Evaluating In Silico Creativity: An Expert Review of AI Chess Compositions¶

Conference: NeurIPS 2025
arXiv: 2510.23772
Code: None
Area: AI Creativity / Generative AI
Keywords: Chess puzzles, AI creativity, Generative models, Expert review, Counter-intuitiveness

TL;DR¶

Google DeepMind trained three generative neural networks (autoregressive Transformer, discrete diffusion, MaskGit) to learn the distribution of chess puzzles, optimized for uniqueness and counter-intuitiveness using reinforcement learning. This process generated approximately 4 million board positions. After filtering via reward functions and aesthetic theme detectors, three world-class chess experts reviewed the compositions, providing positive but constructively critical feedback.

Background & Motivation¶

Background: Generative AI has demonstrated impressive generative capabilities in domains such as text and images, but its capability in structured domains requiring creativity remains controversial. Chess composition is a centuries-old creative human endeavor requiring originality, counter-intuitiveness, and aesthetic elegance.

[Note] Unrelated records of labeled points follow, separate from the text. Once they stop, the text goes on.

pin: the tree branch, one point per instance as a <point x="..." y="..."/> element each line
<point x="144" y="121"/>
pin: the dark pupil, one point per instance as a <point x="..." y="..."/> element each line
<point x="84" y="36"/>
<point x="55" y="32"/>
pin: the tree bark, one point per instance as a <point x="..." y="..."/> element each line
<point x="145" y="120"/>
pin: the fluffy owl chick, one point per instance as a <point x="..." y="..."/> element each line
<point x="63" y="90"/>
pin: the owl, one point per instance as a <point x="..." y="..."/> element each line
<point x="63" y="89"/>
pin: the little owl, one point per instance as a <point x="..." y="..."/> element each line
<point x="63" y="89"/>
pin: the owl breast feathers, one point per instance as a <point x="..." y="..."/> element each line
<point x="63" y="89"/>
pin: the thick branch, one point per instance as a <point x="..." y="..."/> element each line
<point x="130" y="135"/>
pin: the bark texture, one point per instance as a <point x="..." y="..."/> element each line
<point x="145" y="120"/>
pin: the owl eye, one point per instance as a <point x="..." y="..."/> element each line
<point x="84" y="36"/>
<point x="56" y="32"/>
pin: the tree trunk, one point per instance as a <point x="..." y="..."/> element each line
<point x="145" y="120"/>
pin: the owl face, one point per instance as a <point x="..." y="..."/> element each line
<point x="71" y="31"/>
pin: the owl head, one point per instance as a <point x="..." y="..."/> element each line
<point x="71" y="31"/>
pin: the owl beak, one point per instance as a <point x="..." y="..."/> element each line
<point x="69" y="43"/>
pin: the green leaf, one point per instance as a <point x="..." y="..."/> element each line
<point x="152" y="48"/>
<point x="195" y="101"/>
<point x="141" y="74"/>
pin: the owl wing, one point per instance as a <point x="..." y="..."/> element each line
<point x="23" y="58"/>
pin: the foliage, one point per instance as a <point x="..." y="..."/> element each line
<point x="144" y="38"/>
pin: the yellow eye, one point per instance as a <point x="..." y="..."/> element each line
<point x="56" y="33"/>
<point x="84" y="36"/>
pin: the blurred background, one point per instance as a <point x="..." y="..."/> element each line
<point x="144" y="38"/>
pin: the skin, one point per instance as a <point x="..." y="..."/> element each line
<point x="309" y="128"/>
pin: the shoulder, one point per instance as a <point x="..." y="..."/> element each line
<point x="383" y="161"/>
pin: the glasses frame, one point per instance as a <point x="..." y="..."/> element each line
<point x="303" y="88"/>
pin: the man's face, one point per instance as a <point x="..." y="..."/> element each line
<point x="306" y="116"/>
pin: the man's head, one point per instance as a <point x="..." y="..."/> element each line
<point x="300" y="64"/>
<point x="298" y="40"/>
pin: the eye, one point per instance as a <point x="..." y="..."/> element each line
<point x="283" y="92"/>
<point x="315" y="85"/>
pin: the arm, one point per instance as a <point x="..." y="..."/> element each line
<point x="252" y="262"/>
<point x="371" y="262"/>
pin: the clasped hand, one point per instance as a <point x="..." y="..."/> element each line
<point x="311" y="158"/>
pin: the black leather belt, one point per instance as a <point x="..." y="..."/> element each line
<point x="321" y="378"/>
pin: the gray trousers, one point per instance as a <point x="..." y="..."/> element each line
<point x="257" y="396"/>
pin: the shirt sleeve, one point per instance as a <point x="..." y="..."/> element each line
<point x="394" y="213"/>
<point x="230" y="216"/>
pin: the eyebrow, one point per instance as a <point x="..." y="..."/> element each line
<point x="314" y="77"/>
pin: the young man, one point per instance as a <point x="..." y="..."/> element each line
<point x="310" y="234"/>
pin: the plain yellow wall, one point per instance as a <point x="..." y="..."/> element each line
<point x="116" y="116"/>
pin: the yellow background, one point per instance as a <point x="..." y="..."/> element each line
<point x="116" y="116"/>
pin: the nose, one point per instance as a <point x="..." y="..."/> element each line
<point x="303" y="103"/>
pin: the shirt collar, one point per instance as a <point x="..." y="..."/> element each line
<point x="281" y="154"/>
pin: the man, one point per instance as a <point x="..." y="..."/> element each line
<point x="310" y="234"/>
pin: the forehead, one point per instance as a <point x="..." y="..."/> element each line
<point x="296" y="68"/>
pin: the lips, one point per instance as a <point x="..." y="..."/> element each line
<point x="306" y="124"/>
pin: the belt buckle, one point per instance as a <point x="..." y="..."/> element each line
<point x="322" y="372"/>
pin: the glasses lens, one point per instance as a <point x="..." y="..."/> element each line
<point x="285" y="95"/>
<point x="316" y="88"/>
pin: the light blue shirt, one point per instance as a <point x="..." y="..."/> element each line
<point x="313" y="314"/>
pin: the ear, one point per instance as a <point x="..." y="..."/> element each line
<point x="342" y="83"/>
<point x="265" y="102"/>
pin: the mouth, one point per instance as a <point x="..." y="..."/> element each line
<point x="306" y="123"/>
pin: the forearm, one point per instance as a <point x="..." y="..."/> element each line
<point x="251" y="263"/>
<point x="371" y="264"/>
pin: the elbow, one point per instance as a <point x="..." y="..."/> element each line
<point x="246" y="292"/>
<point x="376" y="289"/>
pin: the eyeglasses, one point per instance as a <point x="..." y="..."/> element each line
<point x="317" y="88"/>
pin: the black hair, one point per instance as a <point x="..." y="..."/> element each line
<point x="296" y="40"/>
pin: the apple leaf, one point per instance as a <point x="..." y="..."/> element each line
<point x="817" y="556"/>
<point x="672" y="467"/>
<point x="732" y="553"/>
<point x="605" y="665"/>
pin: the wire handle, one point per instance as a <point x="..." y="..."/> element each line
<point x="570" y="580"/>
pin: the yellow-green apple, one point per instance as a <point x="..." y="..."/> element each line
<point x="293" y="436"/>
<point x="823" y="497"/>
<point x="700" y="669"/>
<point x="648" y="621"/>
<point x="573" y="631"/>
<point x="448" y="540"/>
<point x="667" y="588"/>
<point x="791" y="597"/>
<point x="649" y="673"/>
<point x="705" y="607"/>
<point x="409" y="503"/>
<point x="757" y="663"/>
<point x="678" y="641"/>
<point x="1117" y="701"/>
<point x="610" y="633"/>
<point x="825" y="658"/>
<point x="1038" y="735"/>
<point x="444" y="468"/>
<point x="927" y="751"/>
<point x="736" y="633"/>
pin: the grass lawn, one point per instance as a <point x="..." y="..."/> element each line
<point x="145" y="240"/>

Limitations of Prior Work: Prior AI systems in chess have been primarily used for two tasks: (1) verifying puzzle solutions (using engine validation) and (2) mining interesting positions from existing databases. However, systematically generating novel, aesthetically valuable puzzles from scratch remains largely unexplored. Evaluating the "creativity" of AI-generated content also remains a fundamentally open question.

Key Challenge: Creativity is highly subjective—even top experts frequently disagree on the quality of a single puzzle. Quantitative metrics (such as engine evaluation) can determine correctness but fail to capture "surprise," "beauty," and "depth." A methodology combining AI generation with expert human review is required to systematically evaluate AI creativity.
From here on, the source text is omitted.